Art and science are closely intertwined, they are not two independent streams of knowledge, as the public perceives them. Sumanta Baruah, whose scientific cartoons are on display at the Indian Institute of Cartoonists has proved this. He has used his artistic skills to spread awareness on scientific topics. Some of a few Sumanta’s cartoons: The legendary scientific apple falls to the ground, but today’s Isaac Newton is too enamoured with his electronic gadgetry to even notice this ‘Eureka’ moment!.
Some of his cartoons are satirical in nature, commenting on society and the influence of science on environment and daily life. “You invented the wheel. Good, but why are you moving it so fast?” asks a polar beart on the last bit of ice to a human drowning due to global warming. In another animated cartoon, there is a “Think” option on the computer keyboard.

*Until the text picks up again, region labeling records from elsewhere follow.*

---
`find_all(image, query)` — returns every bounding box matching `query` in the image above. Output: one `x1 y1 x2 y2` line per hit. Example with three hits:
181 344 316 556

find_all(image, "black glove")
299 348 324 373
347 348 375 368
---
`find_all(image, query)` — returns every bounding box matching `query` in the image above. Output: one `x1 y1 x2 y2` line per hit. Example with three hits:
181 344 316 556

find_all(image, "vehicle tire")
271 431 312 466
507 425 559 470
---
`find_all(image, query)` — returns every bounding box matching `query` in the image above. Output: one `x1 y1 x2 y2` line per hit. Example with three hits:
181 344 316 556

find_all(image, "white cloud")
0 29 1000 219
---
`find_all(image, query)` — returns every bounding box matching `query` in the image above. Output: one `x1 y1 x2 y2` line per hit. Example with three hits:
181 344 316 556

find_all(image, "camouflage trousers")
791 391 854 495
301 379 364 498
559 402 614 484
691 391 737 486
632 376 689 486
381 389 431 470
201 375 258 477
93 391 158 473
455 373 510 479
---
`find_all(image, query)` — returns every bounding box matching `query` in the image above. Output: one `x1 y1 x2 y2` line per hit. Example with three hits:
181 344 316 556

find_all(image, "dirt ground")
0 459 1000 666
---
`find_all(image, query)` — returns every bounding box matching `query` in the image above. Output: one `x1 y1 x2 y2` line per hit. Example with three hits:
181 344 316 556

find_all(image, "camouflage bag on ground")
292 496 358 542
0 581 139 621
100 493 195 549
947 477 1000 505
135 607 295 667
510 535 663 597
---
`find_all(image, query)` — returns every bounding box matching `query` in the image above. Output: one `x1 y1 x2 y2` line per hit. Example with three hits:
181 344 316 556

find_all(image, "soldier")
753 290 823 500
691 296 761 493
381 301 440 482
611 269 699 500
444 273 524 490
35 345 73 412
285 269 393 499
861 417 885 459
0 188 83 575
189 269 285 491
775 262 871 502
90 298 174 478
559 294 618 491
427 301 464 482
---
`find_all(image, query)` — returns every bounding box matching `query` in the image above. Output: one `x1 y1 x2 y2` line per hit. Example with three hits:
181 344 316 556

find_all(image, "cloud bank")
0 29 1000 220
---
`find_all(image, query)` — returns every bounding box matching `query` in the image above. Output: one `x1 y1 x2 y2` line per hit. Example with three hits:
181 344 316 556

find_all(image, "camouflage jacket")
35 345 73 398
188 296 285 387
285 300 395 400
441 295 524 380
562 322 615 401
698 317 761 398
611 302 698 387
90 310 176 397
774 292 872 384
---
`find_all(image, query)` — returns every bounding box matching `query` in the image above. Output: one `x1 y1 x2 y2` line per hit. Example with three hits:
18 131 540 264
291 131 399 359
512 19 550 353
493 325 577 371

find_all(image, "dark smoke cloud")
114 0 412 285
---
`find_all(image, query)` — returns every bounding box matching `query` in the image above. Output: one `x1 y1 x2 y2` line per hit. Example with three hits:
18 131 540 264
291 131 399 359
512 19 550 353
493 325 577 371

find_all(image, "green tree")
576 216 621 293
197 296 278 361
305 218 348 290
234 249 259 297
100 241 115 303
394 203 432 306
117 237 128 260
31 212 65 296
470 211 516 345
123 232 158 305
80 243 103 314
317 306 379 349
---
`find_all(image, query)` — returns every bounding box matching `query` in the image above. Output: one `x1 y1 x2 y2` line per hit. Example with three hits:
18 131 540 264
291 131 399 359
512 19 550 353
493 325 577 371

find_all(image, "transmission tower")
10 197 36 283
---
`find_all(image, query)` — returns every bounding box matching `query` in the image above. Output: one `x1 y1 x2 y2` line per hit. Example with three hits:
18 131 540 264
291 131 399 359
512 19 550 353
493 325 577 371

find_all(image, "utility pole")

Sumanta Baruah creates cartoons that cover a range of topics, from science and technology to the environment to current political events. His cartoons frequently deal with the societal impact of technology, environmental crises, and contemporary socio-political situations. He has been drawing cartoons for English and Assamese publications for over two decades (Bijnan Jeuti, Drishti, Satsori, Current Science, Resonance, and Science Reporter, to name a few). His cartoons have been shown in both national and international cartoon exhibitions. In 2010, the Indian Cartoon Gallery in Bengaluru hosted ‘Smile-with-Science’; a solo exhibition of his science, technology, and environmental cartoons. He spoke at TEDxSIBMBengaluru in February 2020, where he gave a talk titled ‘Cartoons for Science, Society, and Change’. Sumanta is currently employed as a Senior Manager in Software Product Management at Samsung R&D India in Bengaluru.
The problem of cartooning, according to Sumanta, is its brevity. It can be difficult to convey a concept in the fewest words and lines possible, let alone in single-frame composition. A novice must examine the work of prominent cartoonists from India and beyond, both past and current. Because drawing is a vital aspect of a cartoon, it, like any other field, needs continual drawing practice.
Knowledge parted through these cartoons has made learning fun and Sumanta Baruah is truly helping our society open their eyes with his cartoons filled with humour and logic.